Addressing a fundraiser in San Francisco in April, Obama referred to the trip, saying he knew the differences between Sunni and Shia Islam before he became a member of the Senate Foreign Relations Committee. Obama travelled to Pakistan when the Afghan war was at its peak following Afghanistan's invasion by Russian troops.

Following Obama's speech, some US newspapers even claimed that he had actually travelled to Pakistan under his Muslim name -- Barry Soetero -- while using an Indonesian passport. As a matter of fact, Obama had a few Pakistani friends during his college days, and it was friendship that brought him to Pakistan. In his memoir Dreams from My Father, Obama talks of having a Pakistani roommate when he moved to New York, a man he calls Sadik (his 1982 roommate at a sixth-floor walkup on East 94th Street). Obama describes Sadik as "a short, well-built Pakistani" who smoked marijuana, snorted cocaine and liked to party."

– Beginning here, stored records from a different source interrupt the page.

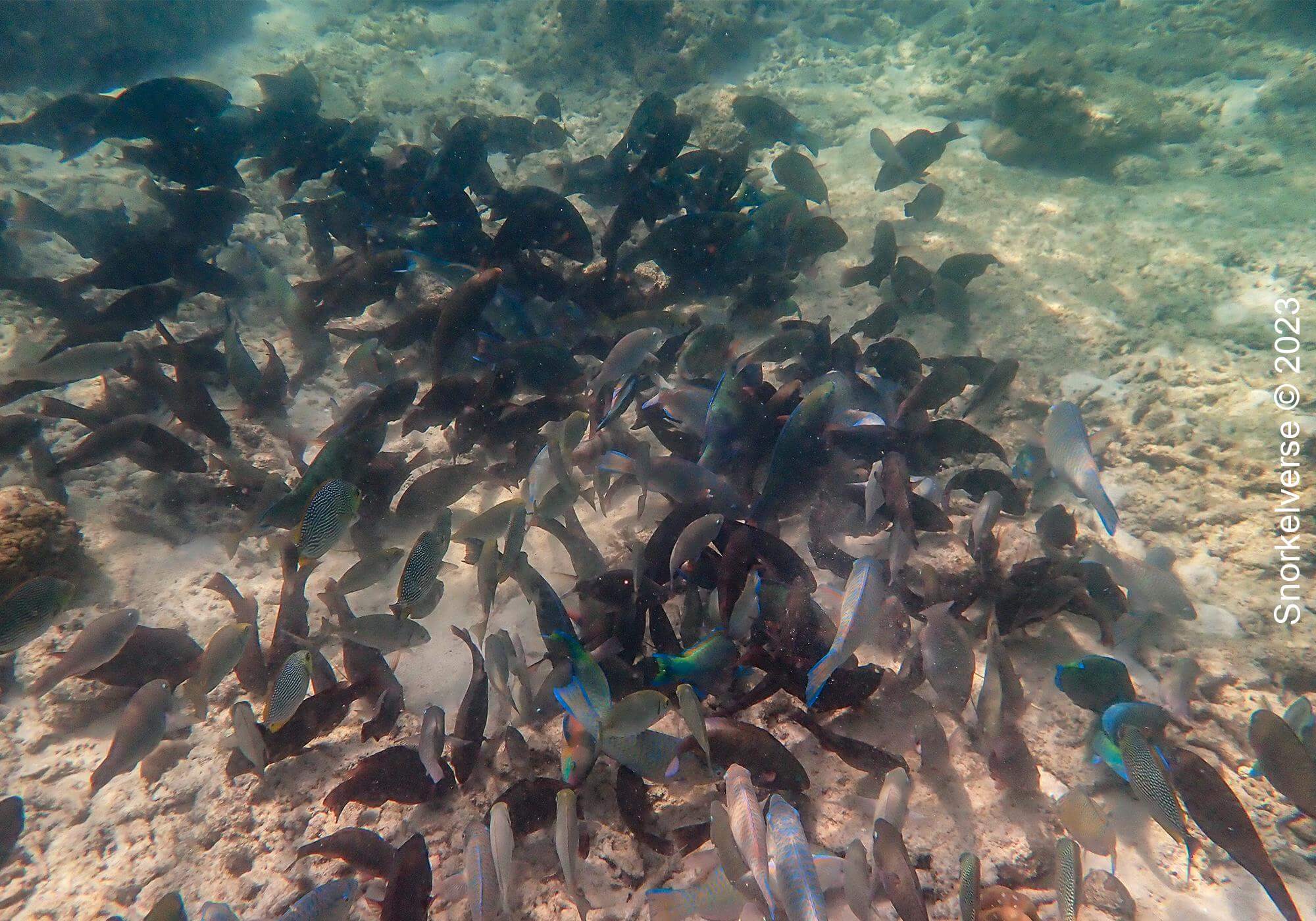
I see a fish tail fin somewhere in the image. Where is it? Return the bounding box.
[804,650,840,707]
[1082,470,1120,534]
[645,889,690,921]
[597,451,636,474]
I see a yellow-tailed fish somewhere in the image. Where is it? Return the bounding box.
[804,557,882,707]
[261,649,311,733]
[292,480,361,566]
[767,793,826,921]
[553,787,590,921]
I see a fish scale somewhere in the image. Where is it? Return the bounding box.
[261,650,311,732]
[767,793,826,921]
[0,576,74,653]
[1119,726,1196,872]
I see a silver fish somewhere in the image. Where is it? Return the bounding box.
[179,624,255,720]
[91,679,174,796]
[1042,400,1120,534]
[229,700,270,776]
[553,787,590,921]
[28,608,139,697]
[490,803,516,914]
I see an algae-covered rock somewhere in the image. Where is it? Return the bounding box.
[0,485,82,593]
[983,68,1161,175]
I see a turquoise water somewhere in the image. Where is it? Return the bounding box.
[0,0,1316,921]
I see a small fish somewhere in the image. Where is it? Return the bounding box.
[279,876,361,921]
[261,649,312,733]
[462,821,507,921]
[292,480,362,566]
[766,793,826,921]
[0,576,74,654]
[293,828,397,879]
[1055,838,1083,921]
[91,680,172,796]
[1248,709,1316,817]
[653,630,740,688]
[28,608,139,699]
[390,508,453,617]
[919,604,974,714]
[1117,726,1200,875]
[1055,655,1137,713]
[1055,789,1115,874]
[904,183,946,221]
[0,796,24,868]
[669,512,726,579]
[645,866,745,921]
[1170,749,1299,921]
[724,764,776,916]
[490,803,516,914]
[1042,400,1120,534]
[772,150,830,207]
[553,787,591,921]
[229,700,270,776]
[959,851,982,921]
[338,547,407,595]
[873,818,928,921]
[418,705,446,783]
[179,624,255,720]
[804,557,882,707]
[600,688,671,735]
[842,838,873,921]
[676,684,712,762]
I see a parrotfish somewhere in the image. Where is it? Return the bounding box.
[28,608,139,697]
[725,764,776,917]
[804,557,882,707]
[1170,749,1300,921]
[1119,726,1198,872]
[1055,838,1083,921]
[1055,655,1137,713]
[1042,400,1120,534]
[653,630,740,689]
[767,793,826,921]
[959,851,982,921]
[292,480,361,566]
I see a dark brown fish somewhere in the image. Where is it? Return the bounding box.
[484,778,567,838]
[1248,709,1316,818]
[700,717,809,792]
[379,834,434,921]
[790,709,909,778]
[293,829,397,879]
[79,626,201,688]
[204,572,267,697]
[449,626,490,784]
[616,764,672,854]
[324,747,447,816]
[1170,747,1300,921]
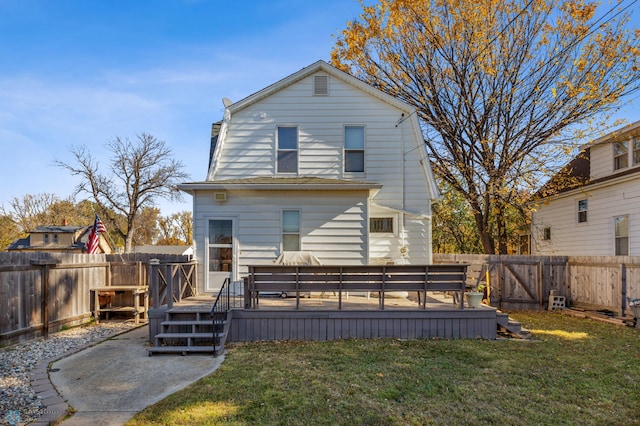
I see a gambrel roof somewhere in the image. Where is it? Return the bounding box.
[205,60,440,199]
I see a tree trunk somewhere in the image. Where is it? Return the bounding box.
[473,212,495,254]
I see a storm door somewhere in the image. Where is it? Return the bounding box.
[206,218,235,291]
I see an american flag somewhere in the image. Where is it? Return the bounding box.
[87,215,107,254]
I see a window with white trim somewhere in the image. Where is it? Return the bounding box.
[277,126,298,173]
[578,199,587,223]
[313,75,329,96]
[344,126,364,173]
[369,217,393,234]
[613,141,629,170]
[613,216,629,256]
[282,210,300,251]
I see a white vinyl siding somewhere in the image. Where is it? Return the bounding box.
[194,191,368,292]
[215,76,431,215]
[531,176,640,256]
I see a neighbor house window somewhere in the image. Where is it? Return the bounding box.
[277,127,298,173]
[578,200,587,223]
[344,126,364,172]
[369,217,393,233]
[613,216,629,256]
[613,141,629,170]
[282,210,300,251]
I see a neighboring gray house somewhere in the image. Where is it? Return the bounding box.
[179,61,439,292]
[7,225,113,253]
[531,121,640,256]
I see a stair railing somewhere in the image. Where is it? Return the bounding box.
[210,278,230,357]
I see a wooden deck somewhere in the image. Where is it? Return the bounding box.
[227,295,497,342]
[150,293,497,342]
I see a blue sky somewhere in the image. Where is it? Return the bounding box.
[0,0,640,215]
[0,0,370,215]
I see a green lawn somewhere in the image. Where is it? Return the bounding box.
[127,312,640,425]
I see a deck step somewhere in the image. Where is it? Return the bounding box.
[496,311,532,340]
[148,345,223,356]
[156,332,218,339]
[161,319,213,326]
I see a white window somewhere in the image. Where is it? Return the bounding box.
[369,217,393,233]
[578,200,587,223]
[313,75,329,96]
[282,210,300,251]
[613,216,629,256]
[613,141,629,170]
[277,126,298,173]
[344,126,364,172]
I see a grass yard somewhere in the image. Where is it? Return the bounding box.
[127,312,640,426]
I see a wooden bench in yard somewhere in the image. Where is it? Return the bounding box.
[247,263,468,309]
[90,286,149,324]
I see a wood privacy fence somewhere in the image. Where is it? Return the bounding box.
[0,252,190,344]
[433,254,640,315]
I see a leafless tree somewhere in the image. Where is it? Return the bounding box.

During his years at the Occidental College, Barack befriended Wahid Hamid, a fellow student and an immigrant from Pakistan. Wahid Hamid is now a vice president at Pepsico in NYC. His third Pakistani friend was Imad Husain, now a Boston-based banker.

According to US media reports, Obama may have visited Pakistan again in the late '80s and stayed there for a month with his mother who was an employee of the Ford Foundation. Dunham, who died in 1995 from ovarian cancer, used to stay at Hilton International Hotel in Lahore.